Development of the first working neurochip was claimed by a Caltech team led by Jerome Pine and Michael Maher in 1997.[51] The Caltech chip had room for 16 neurons.

In 2003, a team led by Theodore Berger at the University of Southern California started work on a neurochip designed to function as an artificial or prosthetic hippocampus. The neurochip was designed to function in rat brains and is intended as a prototype for the eventual development of higher-brain prosthesis. The hippocampus was chosen because it is thought to be the most ordered and structured part of the brain and is the most studied area. Its function is to encode experiences for storage as long-term memories elsewhere in the brain.[52]

Thomas DeMarse at the University of Florida used a culture of 25,000 neurons taken from a rat's brain to fly a F-22 fighter jet aircraft simulator.[53] After collection, the cortical neurons were cultured in a petri dish and rapidly began to reconnect themselves to form a living neural network. The cells were arranged over a grid of 60 electrodes and used to control the pitch and yaw functions of the simulator.
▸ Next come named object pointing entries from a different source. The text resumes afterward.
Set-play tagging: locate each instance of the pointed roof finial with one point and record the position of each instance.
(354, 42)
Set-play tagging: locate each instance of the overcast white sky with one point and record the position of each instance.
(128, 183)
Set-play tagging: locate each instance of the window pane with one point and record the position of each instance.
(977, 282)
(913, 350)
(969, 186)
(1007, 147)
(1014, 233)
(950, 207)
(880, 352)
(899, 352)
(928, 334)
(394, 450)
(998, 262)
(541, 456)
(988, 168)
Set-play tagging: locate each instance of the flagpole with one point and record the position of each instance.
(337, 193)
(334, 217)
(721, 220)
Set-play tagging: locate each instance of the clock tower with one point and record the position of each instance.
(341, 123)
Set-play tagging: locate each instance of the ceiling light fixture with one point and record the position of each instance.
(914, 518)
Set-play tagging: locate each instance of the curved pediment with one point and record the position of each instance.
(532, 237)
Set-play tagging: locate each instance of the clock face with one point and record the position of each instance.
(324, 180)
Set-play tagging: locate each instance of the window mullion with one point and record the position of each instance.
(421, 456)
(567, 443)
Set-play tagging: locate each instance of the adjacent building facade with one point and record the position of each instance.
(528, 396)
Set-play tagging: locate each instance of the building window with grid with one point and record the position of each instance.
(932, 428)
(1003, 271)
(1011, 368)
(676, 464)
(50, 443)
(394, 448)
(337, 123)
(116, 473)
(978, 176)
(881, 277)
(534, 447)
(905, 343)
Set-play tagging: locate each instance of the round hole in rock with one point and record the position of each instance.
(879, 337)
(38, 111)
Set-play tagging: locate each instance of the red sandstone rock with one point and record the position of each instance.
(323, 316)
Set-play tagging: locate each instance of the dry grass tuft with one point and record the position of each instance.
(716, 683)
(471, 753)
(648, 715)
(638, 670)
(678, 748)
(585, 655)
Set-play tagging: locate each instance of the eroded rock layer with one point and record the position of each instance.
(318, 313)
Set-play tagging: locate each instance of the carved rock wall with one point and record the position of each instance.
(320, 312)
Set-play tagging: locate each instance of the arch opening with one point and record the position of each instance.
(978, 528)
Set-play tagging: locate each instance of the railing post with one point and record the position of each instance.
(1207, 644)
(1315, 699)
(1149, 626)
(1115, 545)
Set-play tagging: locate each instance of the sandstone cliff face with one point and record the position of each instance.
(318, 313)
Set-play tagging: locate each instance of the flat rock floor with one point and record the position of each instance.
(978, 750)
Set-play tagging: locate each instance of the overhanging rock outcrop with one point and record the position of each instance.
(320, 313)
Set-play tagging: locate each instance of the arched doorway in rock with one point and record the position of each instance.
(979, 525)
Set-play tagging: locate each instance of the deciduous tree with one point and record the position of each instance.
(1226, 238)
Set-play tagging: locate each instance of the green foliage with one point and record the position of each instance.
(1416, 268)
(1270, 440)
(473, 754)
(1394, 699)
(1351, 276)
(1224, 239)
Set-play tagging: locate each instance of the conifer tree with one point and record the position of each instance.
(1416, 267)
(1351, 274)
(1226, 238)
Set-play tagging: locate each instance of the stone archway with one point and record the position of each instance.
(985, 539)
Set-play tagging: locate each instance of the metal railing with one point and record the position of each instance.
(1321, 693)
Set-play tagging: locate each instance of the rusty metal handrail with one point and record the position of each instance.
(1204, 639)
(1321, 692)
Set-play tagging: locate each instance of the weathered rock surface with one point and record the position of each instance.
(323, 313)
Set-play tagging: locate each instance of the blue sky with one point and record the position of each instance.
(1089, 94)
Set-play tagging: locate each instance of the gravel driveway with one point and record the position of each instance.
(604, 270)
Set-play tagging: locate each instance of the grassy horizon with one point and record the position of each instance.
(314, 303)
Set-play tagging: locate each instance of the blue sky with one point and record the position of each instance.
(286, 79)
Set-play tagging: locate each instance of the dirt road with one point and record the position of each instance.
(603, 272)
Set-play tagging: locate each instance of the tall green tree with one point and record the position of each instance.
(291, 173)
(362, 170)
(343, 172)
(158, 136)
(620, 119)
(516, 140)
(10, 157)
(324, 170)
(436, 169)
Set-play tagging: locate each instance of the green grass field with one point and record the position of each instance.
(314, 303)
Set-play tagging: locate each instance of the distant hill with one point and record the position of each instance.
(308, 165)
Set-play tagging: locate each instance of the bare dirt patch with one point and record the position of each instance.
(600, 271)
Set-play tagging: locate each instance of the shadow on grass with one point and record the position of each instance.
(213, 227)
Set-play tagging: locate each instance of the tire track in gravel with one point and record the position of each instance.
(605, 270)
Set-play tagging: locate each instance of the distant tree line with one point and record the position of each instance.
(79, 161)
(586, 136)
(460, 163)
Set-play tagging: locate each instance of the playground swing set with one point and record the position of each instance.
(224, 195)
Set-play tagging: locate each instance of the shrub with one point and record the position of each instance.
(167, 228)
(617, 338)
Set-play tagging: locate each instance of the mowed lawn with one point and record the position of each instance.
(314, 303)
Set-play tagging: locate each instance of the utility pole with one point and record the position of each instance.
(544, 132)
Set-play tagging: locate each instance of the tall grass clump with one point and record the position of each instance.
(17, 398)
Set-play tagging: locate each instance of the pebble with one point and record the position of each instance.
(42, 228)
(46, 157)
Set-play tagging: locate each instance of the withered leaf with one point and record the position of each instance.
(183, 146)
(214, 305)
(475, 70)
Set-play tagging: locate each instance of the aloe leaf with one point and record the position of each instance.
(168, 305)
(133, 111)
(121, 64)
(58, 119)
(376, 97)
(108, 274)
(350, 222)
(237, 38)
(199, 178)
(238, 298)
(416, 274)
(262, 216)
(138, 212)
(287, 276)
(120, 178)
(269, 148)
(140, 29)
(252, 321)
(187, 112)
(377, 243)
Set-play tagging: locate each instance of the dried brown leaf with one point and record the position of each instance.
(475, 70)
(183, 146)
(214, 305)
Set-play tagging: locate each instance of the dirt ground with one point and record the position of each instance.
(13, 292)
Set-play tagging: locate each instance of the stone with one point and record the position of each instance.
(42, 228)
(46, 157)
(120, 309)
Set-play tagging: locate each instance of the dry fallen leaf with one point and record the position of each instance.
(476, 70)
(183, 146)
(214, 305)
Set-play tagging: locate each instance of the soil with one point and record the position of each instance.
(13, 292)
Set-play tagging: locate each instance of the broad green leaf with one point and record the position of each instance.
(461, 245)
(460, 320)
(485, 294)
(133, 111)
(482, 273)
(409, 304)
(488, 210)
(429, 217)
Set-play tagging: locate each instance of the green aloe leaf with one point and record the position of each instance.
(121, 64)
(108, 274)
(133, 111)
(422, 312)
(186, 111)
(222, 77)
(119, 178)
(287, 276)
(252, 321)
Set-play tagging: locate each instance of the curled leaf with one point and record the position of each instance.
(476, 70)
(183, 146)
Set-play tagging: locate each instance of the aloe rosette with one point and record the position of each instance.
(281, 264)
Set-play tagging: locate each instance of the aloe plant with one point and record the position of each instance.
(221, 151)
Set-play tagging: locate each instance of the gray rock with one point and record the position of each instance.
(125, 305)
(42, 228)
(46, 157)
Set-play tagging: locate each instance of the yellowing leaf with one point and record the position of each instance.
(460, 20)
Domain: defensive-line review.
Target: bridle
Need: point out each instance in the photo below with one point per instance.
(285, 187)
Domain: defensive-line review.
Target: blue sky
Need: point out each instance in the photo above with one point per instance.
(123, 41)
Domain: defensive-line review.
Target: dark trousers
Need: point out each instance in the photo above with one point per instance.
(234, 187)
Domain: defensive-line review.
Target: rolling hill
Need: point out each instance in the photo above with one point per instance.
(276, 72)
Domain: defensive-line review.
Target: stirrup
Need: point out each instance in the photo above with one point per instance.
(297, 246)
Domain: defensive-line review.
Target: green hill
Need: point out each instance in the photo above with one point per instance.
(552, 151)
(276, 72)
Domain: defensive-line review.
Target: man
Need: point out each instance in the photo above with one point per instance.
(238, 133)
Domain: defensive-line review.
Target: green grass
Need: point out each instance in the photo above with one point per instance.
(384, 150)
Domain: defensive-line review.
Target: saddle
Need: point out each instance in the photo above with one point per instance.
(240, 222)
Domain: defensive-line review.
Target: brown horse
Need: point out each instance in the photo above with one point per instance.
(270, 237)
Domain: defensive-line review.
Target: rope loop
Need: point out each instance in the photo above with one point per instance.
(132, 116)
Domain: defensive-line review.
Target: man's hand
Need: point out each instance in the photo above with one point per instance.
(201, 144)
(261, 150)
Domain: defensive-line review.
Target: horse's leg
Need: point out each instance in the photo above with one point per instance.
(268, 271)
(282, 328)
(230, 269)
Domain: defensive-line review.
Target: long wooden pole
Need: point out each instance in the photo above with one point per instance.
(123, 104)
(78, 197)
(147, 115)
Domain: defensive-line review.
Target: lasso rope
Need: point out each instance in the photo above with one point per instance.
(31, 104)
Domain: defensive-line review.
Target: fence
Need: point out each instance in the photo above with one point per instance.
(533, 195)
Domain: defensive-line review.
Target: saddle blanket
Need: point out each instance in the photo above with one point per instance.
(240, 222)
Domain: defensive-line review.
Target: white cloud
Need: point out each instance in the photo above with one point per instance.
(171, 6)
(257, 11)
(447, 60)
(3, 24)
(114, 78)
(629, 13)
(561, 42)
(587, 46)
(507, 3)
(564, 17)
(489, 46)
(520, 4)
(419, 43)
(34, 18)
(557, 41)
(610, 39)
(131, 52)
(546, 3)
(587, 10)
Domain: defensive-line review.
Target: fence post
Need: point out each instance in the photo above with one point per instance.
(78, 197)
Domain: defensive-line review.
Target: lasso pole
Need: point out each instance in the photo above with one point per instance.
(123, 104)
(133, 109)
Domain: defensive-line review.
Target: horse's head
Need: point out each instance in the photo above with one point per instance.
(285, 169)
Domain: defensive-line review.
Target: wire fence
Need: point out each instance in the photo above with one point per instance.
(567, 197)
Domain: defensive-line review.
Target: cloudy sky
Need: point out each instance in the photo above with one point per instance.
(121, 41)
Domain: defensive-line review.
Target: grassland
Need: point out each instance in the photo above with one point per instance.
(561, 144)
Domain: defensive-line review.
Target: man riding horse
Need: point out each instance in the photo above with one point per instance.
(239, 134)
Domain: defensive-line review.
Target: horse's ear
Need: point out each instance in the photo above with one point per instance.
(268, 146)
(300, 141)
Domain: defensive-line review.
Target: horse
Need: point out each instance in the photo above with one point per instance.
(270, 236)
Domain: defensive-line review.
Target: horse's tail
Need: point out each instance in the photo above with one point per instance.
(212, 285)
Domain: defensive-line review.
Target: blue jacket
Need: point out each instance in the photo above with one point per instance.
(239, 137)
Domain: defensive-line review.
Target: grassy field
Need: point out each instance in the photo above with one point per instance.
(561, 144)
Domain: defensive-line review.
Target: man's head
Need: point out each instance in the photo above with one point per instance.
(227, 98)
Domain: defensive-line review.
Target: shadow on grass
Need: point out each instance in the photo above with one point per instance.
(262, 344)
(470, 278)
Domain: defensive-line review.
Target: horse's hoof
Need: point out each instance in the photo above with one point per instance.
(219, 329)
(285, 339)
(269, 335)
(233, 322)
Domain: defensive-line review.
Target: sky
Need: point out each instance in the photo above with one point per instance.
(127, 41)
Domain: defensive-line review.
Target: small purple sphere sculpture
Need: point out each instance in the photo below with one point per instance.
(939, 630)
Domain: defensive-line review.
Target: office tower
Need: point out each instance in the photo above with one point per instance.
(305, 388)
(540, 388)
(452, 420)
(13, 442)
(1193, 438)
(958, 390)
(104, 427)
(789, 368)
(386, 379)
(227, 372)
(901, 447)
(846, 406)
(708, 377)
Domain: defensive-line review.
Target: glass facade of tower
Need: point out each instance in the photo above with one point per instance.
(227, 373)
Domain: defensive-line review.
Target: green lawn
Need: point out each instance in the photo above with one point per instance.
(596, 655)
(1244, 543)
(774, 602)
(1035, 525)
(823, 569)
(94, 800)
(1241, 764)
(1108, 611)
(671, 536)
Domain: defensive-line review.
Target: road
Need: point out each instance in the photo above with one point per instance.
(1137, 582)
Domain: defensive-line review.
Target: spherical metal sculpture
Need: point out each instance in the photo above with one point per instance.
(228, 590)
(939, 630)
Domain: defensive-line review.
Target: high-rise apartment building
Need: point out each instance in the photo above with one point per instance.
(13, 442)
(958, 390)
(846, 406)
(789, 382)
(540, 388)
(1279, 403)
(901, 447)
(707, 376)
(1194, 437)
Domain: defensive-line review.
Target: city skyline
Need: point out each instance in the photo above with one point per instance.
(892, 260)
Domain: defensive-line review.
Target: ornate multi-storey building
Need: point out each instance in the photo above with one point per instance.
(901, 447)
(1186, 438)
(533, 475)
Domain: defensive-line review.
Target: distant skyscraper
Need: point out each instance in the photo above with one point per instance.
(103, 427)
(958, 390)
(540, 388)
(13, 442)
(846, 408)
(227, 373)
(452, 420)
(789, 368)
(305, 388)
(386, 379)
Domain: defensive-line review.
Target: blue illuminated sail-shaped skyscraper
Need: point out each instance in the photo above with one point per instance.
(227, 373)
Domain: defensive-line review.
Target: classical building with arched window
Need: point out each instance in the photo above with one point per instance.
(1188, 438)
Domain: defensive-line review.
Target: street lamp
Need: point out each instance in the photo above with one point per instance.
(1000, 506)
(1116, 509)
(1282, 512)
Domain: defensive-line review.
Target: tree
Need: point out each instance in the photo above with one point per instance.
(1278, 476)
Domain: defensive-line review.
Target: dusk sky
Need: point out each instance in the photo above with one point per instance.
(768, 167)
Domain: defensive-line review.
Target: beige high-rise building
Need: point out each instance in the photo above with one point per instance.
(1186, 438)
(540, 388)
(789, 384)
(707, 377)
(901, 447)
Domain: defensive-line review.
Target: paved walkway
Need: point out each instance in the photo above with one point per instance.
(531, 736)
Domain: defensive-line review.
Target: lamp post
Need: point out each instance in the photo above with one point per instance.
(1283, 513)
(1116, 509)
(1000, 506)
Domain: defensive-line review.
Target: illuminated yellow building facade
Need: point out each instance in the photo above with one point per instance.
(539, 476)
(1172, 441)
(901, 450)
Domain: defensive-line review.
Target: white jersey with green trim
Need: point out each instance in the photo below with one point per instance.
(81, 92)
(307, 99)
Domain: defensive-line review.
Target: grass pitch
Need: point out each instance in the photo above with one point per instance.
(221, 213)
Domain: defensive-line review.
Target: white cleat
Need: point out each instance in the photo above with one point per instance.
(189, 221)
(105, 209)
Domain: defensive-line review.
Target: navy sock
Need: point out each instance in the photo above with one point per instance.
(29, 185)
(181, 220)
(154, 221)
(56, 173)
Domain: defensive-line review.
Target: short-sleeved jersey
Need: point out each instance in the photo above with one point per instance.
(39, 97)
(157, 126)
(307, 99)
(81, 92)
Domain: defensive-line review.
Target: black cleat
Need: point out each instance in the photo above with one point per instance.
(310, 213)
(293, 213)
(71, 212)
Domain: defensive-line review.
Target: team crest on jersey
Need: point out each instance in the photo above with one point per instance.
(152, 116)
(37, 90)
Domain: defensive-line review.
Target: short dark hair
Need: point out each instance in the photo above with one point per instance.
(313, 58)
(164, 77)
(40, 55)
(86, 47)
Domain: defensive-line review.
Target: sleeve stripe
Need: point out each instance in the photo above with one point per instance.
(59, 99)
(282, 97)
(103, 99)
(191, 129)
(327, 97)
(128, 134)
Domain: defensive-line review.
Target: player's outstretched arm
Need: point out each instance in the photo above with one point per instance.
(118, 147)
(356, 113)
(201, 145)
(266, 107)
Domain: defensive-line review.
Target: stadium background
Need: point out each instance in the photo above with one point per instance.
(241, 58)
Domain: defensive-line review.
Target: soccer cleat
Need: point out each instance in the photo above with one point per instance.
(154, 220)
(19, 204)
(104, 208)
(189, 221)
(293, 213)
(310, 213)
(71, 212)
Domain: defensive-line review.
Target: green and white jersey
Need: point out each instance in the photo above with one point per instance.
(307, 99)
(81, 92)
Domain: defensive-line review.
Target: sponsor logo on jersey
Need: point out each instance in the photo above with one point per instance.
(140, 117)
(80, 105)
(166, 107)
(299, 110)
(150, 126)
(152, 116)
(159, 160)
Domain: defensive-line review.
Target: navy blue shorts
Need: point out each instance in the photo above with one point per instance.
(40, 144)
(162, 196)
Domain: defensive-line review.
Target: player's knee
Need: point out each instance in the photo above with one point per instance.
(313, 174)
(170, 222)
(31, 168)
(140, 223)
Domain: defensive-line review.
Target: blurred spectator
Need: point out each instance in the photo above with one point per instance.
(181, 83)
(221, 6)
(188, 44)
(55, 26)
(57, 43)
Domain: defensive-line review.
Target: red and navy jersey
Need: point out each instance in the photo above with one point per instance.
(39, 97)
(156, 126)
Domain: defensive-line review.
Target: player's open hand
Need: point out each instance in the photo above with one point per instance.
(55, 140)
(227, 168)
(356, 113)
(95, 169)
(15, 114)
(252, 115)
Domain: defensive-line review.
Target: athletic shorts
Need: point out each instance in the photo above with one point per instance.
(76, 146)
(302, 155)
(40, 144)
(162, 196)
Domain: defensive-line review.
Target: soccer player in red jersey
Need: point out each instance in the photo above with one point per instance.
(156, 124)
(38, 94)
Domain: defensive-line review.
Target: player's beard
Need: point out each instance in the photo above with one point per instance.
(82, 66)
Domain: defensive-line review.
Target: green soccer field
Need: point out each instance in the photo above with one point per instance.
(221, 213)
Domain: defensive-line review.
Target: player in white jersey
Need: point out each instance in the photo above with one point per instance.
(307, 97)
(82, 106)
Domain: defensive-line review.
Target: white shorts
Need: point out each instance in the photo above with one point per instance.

The study's focus was on understanding how the human brain performs and learns computational tasks at a cellular level.
[edit] Ethical considerations

There has not been a vigorous debate about the ethical implications of BCIs, even though there are several commercially available systems such as brain pacemakers used to treat neurological conditions, and could theoretically be used to modify other behaviours.

Jens Clausen from the Institute for Ethics and History of Medicine considers the important topics in the neuroethical debate to be:[54][55][56] 1) obtaining informed consent from people who have difficulty communicating, 2) risk/benefit analysis 3) shared responsibility of BCI teams (e.g. how to ensure that responsible group decisions can be made), 4) the consequences of BCI technology for the quality of life of patients and their families, 5) side-effects (e.g. neurofeedback of sensorimotor rhythm training is reported to affect sleep quality) 6) personal responsibility and its possible constraints (e.g. who is responsible for erroneous actions with a neuroprosthesis), 7) issues concerning personality and personhood and its possible alteration, 8) therapeutic applications and their possible exceedance, 9) questions of research ethics that arise when progressing from animal experimentation to application in human subjects, 10) mind-reading and privacy, 11) mind-control, 12) selective enhancement and social stratification and 13) communication to the media.

Emory University neuroscience professor Michael Crutcher has expressed concern about BCIs, specifically ear and eye implants: "If only the rich can afford it, it puts everyone else at a disadvantage."[57] Clausen concluded in 2009 that “BCIs pose ethical challenges, but these are conceptually similar to those that bioethicists have addressed for other realms of therapy”[58]. Moreover, he suggests that bioethics is well-prepared to deal with the issues that arise with BCI technologies. Haselager and colleagues [59] pointed out that expectations of BCI efficacy and value play a great role in ethical analysis and the way BCI scientists should approach media. Furthermore, standard protocols can be implemented to ensure ethically sound informed-consent procedures with locked-in patients.

Researchers are well aware that sound ethical guidelines, appropriately moderated enthusiasm in media coverage and education about BCI systems will be of utmost importance for the societal acceptence of this technology. Thus, recently more effort is made inside the BCI community to initiate the development of ethical guidelines for BCI research, development and dissemination.[citation needed]
[edit] Theme in fiction
See also: Category:Brain-computer interfacing in fiction

The prospect of BCIs and brain implants of all kinds have been important themes in science fiction. See brain implants in fiction and philosophy for a review of this literature.